Generative AI Data Engineers
The CHI Software team is not standing still. We love our job and give it one hundred percent of us! Every new project is a challenge that we face successfully. The only thing that can stop us is... Wait, it’s nothing! The number of projects is growing, and with them, our team too.

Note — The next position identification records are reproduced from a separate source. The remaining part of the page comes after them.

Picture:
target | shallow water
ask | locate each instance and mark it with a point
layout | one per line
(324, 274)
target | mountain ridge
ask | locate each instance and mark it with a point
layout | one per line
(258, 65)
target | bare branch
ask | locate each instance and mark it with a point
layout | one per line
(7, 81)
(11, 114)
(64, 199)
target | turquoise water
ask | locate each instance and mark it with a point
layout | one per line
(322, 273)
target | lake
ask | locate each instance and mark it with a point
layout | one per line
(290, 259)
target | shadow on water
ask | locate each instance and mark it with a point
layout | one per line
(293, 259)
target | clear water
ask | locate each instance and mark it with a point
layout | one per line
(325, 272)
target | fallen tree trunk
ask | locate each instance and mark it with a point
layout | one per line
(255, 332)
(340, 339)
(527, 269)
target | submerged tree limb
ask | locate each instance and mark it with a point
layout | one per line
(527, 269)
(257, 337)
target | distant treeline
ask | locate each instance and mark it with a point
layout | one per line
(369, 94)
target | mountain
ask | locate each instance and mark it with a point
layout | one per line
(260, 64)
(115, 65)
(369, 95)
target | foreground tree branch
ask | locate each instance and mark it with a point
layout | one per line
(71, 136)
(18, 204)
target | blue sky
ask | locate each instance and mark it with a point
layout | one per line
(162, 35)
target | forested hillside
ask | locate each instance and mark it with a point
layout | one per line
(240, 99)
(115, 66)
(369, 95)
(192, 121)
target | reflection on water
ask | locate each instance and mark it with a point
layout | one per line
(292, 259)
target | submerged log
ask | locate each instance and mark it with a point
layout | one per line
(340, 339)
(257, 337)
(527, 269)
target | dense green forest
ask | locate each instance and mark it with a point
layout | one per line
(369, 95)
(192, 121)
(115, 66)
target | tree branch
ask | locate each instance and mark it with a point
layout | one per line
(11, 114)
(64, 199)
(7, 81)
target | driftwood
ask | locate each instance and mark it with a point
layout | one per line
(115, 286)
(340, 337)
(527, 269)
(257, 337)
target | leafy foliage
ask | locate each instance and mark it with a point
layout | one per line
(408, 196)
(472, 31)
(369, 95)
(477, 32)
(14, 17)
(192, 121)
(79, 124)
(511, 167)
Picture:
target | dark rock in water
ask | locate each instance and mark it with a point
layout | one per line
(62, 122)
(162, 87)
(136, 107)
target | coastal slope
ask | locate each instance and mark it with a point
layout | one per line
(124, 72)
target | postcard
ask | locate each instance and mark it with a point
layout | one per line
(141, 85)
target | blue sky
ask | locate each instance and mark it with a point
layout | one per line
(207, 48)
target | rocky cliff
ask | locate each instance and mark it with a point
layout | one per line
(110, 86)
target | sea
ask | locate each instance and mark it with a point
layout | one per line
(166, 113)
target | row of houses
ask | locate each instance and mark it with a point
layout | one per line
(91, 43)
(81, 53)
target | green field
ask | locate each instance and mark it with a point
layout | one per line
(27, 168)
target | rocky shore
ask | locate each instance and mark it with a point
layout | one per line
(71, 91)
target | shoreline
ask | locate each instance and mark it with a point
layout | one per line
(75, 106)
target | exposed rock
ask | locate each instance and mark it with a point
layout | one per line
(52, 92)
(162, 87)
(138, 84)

And now we need а Generative AI Data Engineers.
Requirements:
- Proficiency in programming languages: Python, R;
- Experience with generative AI frameworks such as Hugging Face Transformers, OpenAI GPT APIs, TensorFlow GAN, PyTorch Lightning;
- Knowledge of data tools, including Apache Parquet, Delta Lake, and Feature Stores (Feast);
- Familiarity with big data technologies like Spark, Hadoop, Ray;
- Hands-on experience with cloud platforms: AWS (SageMaker, S3, EC2), Azure AI, GCP AI Platform;
- Expertise in specialized tools for various data types:
- Text: NLTK, Spacy, Gensim.
- Images: OpenCV, PIL, PyTorch Vision.
- Audio: Librosa, Torchaudio.
Responsibilities:
- Data Preparation for Generative Models:
Collecting, labeling, and processing unstructured data such as images, text, audio, and videos;
Utilizing advanced preprocessing techniques like tokenization, embedding generation, and image vectorization. - Building Data Pipelines:
Creating pipelines for managing large-scale, high-dimensional datasets;
Developing real-time pipelines for adaptive model updates. - Integration with Generative AI Frameworks:
Preparing data for models like GPT, DALL-E, and Stable Diffusion;
Integrating with APIs from OpenAI, Hugging Face, and other generative AI providers. - Data Anonymization and Augmentation:
Ensuring compliance with privacy regulations by anonymizing sensitive data;
Applying augmentation techniques (e.g., flipping, cropping, text paraphrasing) to enhance training datasets. - System Monitoring and Optimization:
Tracking model training performance using tools like TensorBoard;
Optimizing storage and retrieval for large datasets on cloud platforms. - Collaboration:
Working with ML engineers to fine-tune generative models;
Partnering with product teams to align AI capabilities with business goals.